N: In fact, Corsican political life has, for the last few years, undergone developments which still seem far off in Sardinia: the members of the Corsican Assembly – and not just the Corsican nationalist parties – have agreed on a series of demands, such as the co-officiality of the language, the demand for a form of Corsican citizenship, the PADDUC… That has culminated, now, with the historic victory of the Corsican parties in the elections on the 13th of December last year. Now there is a lot of French media attention on Corsica. And what the Corsicans have achieved, they’ve done with a population which represents a much smaller part of the population of France than that of Sardinia in Italy. Why is there this difference?

M.F.: I think that the topic of violence explains a lot of things regarding how it has arrived at where it is. The French state takes more interest in Corsica in general. I was there in 2012 and even then the press talked a lot about the attacks of the FLNC – without mortalities – during what was called “the blue night”.

N: Therefore, you think that in this way, the independence movement has forced the French state to give more attention to Corsica.

M.F.: In a way yes.

N: But beyond the violence, afterwards you need to go to the elections and get people to vote for you.

M.F.: For sure. And many of those who were part of the FLNC during the ‘70s and ‘80s saw that and moved into politics. There was also a geopolitical factor. Corsica has a marked Italian influence. It’s not that Italy has recently made claims Corsica – as it did during Risorgimento and fascist era –, but it could theoretically be possible. During the years of more intense violence on Corsica, Corsican nationalists were running programmes from a radio station on the island of Elba, near the Tuscan coast. And the French secret service blew it up. This geopolitical issue may help explain France’s attention towards Corsica. Nobody, however, has claims on Sardinia.

Another factor to keep in mind is that many people from continental France end up living on Corsica. The French government might have an interest in resolving its problems with the Corsican nationalists.

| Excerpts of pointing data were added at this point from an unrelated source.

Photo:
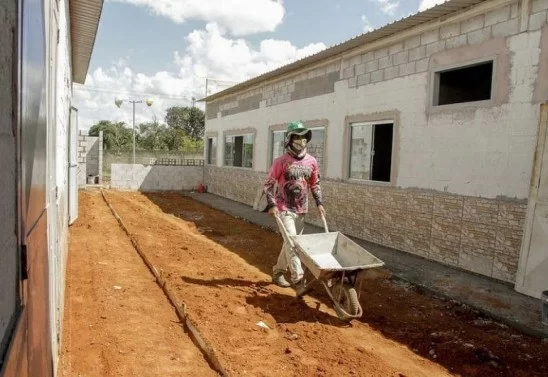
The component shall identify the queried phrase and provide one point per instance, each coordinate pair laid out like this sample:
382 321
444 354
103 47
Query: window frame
435 82
348 162
234 135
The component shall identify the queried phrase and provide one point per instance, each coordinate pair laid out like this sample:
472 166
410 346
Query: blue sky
164 49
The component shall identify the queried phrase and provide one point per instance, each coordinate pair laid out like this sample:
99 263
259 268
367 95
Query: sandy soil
117 320
220 267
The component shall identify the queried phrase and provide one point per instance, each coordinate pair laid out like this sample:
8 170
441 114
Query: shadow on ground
284 308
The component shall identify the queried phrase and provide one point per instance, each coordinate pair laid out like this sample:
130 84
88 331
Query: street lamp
118 103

N: A Corsican nationalism which has presented a united front in the second round of elections, something which has been a key for victory.

M.F.: That the coalition of pro-autonomy and pro-independence Corsican parties won was great news. The first generation of Corsican nationalists who decided on the political path appeared in the ‘50s, but the reaction of the French state was very severe, even hysterical. The youth section of the Corsican Regionalist Action party moved to the FLNC as a reaction. After that came France’s dirty war against the Corsican nationalists, with the creation even of a type of French GAL, the FRANCIA. This interrupted the evolution of Corsican nationalist movement. Now it’s as if they’ve managed to move past this interruption and the Corsican nationalist movement can return to politics.

N: In 2017 Corsica will have a new political entity, the unique territorial authority, which the current Corsican government wants to make as pro-autonomous as possible. In Italy, on the other hand, we’ve spent months following the debate over the constitutional reform put forward by the prime minister Matteo Renzi in which many voices in Sardinia, in Friuli or in the Vall d’Aosta accused him of wanting to centralise powers.

M.F.: That started during Berlusconi’s era, with the idea of extending a form of strange federalism through the whole of Italy in alliance with Lega Nord. It seems that Renzi is following the line of watering down the autonomy of the five regions with a special statute. It may be that Renzi wants to make a more centralised state. We hope that it’s just his own idea and not something more general in Italian politics.